In der Hafenstadt Punta Arenas am blauen Band der
Magellanstraße erzählen Paläste
von den Gründerzeiten Ende des 19. Jahrhunderts,
als europäische Einwanderer mit Schafwolle
Vermögen anhäuften
Südpatagonien, Diese Gegend ist eine der schönsten des Planeten. Sie ist die Verlängerung von Südeisfeld zur chilenischen Antarktis.Ihre ausserordentliche Geographie überrascht mit unzähligen Inseln, Fjorden, Kanälen, Golfen und Binnenmeeren.
Sein Land ist die Szene der grossen Abenteurer der Welt gewesen. Ihre Namen laden uns ein, die Geschichten der Nautiker und der vergessenen Eigeborenen zu entdecken. Sie lassen uns die grossen Gegenden, die stürmischen Meere, die Einsamkeit und die Winde fühlen.
Patagonien, das Land von Legenden ist auch Ort der Kontraste und von natürlicher Fülle. Om chilenischen Patagonien koexistieren die Steppen, Senken, Gletscher, Berge und eine grosse Vielzahl in Flora und Fauna.
Die Kälte des Steppenklimas mit starken Winden, mit einem Temperaturdurchschnit von 10° C in den Sommermonaten und 4°C in der Winterzeit, ca. 425 mm Niederschlägen/Jahr, Schneefall nur im Winter lädt uns ein diese unbezähmbare Natur im Frühjahr und Sommer (zwischen Oktober und April) besonders zu geniessen.
Am Rande der Magellan-Strasse, 3090 km. südlich von Santiago auf der Brunswick-Halbinsel, befindet sich die südlichste kontinentale Stadt der Welt: Punta Arenas, bis zur Eröffnung des Panamakanals 1913 wichtigstes kommerzielles Tor am südlichsten Ende Südamerikas.
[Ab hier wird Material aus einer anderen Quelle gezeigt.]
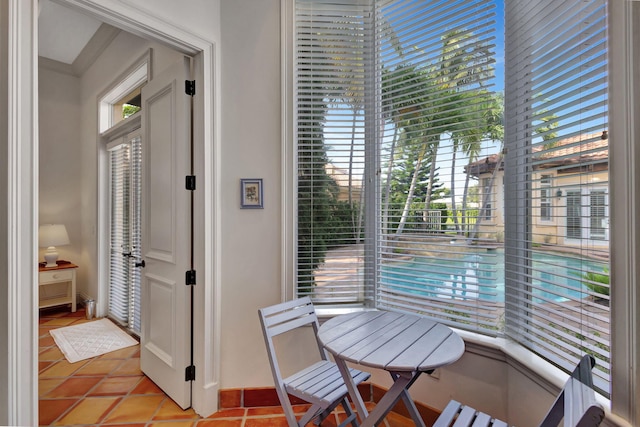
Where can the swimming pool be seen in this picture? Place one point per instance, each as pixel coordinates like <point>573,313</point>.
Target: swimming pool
<point>554,278</point>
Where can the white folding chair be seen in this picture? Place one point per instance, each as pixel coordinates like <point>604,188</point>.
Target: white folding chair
<point>576,404</point>
<point>320,384</point>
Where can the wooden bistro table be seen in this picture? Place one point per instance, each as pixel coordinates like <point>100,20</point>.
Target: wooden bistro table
<point>405,345</point>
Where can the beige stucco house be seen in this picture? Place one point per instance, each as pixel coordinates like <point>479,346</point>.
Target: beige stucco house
<point>562,214</point>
Punta Arenas ist die Hauptstadt der Magellan-Region mit 120'000 Einwohner welche die Wirtschaftskultur beleben. Ausserdem ist die Stadt Versorgungshafen für biioceanische Transporte und Tür zum arktischen Kontinent, welcher sich 965 km. weiter südlich befindet.
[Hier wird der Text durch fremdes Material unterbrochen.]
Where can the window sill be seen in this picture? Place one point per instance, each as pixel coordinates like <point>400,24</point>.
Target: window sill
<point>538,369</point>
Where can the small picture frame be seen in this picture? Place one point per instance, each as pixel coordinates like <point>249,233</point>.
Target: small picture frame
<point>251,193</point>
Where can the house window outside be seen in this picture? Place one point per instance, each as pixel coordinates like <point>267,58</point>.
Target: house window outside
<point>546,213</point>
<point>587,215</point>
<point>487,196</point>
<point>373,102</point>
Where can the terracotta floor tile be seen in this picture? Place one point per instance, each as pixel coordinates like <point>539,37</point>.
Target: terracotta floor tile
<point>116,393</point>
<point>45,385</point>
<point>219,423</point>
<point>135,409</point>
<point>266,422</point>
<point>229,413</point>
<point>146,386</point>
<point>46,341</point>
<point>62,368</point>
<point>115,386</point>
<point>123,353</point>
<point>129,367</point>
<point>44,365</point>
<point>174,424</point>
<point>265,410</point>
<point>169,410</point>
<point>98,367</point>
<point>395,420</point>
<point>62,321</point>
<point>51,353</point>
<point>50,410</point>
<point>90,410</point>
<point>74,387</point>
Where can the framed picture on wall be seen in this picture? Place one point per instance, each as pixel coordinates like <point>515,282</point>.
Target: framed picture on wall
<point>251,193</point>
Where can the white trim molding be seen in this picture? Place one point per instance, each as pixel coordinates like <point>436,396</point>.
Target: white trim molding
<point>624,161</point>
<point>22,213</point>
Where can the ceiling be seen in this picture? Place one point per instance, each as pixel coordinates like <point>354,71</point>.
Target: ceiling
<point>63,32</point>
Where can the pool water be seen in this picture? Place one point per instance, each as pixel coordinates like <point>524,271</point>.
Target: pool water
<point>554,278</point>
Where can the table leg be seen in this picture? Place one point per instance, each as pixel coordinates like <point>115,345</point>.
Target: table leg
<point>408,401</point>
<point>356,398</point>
In der Region von Magellan sind umfangreiche geschützte geographisch Zonen, wie der Nationalpark Torres Del Paine, die sogenannte weltweite Reserve der Biosphäre 1978, dem der Gebirgskomplex den Namen zum Park gibt und durch seine Schönheit überrascht.
Magellan hat auch interressante Plätze mit prähistorischen Spuren datiert 12'000 v. Chr. Wie die Milodòn Höhle, in der Nähe von Puerto Natales. Dies ist eine bunte Stadt, welche Dienstleistungen für die Besucher des Parks Torres Del Paine anbietet.
Es gibt Kreuzfahrten für alle, welche durch die Magellanstrasse segeln möchten, Feuerland kennen lernen wollen, den Beagle-Canal durchqueren und Kap Horn erreichen möchten.